5. Statistical Methodology Failures

Statistics·February 5, 2026·backtesting, bt-series, statistics, multiple-testing, sharpe

5.1 The Multiple Comparisons Problem

Harvey, Liu, and Zhu (2016) demonstrated that the threshold for statistical significance in backtested strategies must be adjusted for the number of strategies tested. Their work, which examined the factor zoo in academic finance, showed that a $t$ -statistic of 2.0 (the traditional threshold for significance at the 5% level) is statistically inadequate when hundreds or thousands of strategy variants have been evaluated. They proposed a minimum $t$ -statistic of approximately 3.0 for newly discovered factors, accounting for the implicit multiple testing that pervades the field.

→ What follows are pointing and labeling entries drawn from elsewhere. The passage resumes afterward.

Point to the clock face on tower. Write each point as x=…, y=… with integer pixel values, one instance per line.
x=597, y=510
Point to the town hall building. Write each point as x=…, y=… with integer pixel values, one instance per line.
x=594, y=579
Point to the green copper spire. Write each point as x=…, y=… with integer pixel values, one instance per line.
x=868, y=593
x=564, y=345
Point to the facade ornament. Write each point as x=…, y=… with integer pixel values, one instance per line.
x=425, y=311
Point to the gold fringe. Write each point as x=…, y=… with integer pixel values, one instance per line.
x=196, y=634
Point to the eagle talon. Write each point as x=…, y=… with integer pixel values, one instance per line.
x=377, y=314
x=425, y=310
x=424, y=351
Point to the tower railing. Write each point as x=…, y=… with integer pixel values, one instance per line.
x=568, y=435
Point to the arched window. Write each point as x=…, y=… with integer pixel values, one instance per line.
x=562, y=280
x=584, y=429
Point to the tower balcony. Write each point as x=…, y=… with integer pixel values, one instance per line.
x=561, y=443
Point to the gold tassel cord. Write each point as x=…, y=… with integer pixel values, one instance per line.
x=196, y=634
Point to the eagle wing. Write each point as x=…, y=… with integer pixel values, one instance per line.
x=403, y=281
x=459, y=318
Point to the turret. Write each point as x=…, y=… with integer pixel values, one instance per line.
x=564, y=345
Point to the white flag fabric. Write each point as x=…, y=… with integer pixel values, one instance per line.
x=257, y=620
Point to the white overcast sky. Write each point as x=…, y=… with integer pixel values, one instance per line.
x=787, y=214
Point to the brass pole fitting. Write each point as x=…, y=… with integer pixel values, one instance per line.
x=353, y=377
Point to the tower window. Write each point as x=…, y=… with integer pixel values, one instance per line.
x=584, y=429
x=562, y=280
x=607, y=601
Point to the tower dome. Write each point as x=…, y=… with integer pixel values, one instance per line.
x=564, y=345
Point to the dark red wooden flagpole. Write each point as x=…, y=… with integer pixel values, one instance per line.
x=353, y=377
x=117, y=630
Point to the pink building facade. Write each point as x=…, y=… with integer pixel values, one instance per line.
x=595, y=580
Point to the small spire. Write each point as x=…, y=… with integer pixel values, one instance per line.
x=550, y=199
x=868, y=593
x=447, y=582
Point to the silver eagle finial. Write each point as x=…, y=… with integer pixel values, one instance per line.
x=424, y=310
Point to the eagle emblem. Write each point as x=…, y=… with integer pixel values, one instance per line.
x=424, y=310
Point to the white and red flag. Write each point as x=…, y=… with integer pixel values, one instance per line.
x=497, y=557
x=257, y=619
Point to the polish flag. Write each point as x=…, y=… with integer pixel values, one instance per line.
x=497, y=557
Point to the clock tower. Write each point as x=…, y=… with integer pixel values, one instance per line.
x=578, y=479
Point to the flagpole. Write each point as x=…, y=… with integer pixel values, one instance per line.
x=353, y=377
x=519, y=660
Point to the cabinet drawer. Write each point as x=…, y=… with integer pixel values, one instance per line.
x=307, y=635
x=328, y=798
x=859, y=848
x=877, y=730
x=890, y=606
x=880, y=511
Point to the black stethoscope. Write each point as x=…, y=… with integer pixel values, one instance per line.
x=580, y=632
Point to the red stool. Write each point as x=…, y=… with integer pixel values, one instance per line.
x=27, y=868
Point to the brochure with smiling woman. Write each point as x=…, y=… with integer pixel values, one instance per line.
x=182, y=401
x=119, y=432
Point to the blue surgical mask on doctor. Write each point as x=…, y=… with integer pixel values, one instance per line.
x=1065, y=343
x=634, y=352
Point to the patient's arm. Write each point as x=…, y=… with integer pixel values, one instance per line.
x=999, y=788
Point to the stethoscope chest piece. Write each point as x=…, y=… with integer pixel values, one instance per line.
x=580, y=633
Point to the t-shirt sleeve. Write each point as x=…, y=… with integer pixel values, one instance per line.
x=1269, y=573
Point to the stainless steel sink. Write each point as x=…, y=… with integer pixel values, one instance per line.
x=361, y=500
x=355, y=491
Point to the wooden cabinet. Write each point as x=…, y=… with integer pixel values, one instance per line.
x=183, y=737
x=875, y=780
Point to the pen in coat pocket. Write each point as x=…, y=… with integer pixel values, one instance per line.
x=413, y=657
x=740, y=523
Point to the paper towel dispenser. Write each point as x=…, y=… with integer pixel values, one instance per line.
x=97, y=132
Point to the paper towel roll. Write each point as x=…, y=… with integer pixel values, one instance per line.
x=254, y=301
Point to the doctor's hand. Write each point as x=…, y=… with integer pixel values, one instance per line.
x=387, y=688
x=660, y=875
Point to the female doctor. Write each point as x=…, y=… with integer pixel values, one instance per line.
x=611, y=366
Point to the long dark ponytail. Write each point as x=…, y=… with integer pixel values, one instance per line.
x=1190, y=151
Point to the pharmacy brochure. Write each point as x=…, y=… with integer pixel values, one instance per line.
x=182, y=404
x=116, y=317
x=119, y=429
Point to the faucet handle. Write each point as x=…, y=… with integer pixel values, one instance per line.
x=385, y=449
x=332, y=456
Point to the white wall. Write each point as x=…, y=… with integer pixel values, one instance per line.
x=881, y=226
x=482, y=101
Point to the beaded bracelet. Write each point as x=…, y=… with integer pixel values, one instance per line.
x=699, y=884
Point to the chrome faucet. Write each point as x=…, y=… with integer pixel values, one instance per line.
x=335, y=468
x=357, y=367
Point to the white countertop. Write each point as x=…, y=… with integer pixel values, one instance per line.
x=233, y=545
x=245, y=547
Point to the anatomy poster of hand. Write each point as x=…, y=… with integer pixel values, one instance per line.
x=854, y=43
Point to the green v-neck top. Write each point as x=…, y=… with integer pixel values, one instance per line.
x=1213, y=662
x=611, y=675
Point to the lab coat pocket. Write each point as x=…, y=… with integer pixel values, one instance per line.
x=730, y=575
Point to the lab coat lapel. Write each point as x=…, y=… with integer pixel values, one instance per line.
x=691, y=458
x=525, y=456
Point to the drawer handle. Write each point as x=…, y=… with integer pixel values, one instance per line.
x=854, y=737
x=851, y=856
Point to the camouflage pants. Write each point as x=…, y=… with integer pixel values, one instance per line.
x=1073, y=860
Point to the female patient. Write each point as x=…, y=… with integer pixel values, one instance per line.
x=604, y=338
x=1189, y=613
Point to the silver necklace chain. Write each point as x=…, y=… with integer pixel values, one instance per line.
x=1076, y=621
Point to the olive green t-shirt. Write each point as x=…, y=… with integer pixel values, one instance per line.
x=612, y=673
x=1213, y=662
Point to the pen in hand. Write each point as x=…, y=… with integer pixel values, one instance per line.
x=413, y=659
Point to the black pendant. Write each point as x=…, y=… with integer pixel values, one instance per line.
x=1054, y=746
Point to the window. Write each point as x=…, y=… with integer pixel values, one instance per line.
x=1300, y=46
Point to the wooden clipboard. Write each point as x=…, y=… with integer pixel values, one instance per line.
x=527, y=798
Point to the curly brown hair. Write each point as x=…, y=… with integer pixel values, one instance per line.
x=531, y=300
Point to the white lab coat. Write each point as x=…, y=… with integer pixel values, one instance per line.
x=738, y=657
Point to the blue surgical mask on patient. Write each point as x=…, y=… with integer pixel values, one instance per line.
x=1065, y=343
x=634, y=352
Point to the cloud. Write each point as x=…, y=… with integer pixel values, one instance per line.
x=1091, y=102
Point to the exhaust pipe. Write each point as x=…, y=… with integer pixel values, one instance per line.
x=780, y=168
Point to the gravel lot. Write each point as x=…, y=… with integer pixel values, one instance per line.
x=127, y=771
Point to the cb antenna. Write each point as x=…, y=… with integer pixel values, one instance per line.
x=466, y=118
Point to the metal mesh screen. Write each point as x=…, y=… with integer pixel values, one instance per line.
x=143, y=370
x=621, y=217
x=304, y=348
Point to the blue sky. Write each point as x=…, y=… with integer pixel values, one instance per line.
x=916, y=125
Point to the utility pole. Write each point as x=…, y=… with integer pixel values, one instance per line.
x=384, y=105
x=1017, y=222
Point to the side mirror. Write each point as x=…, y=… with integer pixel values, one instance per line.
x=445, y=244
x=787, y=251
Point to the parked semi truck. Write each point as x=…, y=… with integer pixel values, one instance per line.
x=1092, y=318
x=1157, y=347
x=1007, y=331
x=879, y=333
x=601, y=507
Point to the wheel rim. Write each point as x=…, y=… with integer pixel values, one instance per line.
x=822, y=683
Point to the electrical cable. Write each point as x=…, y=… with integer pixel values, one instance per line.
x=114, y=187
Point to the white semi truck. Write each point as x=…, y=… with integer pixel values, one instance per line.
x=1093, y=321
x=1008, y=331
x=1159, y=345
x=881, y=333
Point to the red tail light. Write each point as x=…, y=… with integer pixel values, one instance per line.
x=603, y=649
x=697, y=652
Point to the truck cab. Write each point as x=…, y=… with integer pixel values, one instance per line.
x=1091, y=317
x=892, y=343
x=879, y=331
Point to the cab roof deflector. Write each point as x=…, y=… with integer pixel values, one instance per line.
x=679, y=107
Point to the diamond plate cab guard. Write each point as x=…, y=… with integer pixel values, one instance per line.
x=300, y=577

This problem is even more acute in retail backtesting, where the number of variations tested is typically far greater than in academic research and almost never reported. A researcher who tests a moving average crossover strategy with twenty combinations of fast and slow periods, across ten instruments, with three different filters, has evaluated six hundred strategy variants. Presenting the best performer as “the strategy” without adjustment for multiple testing is meaningless. Yet this is standard practice.

Bailey, Borwein, Lopez de Prado, and Zhu (2014) formalised this intuition with what they called the false strategy theorem. The expected maximum Sharpe ratio among $N$ independent zero-skill strategies grows as approximately $\sqrt{2 \ln N}$ , which means that trying just ten configurations of a worthless strategy is expected to produce one with a Sharpe ratio above 1.5 in-sample, while the true out-of-sample expectation remains zero. They derived a corresponding minimum backtest length (MinBTL): with five years of daily data, no more than forty-five independent configurations should be tested before the expected maximum Sharpe ratio from pure noise reaches 1.0. With only two years of data, the budget drops to seven. Most retail traders blow past these thresholds before lunch on the first day of development.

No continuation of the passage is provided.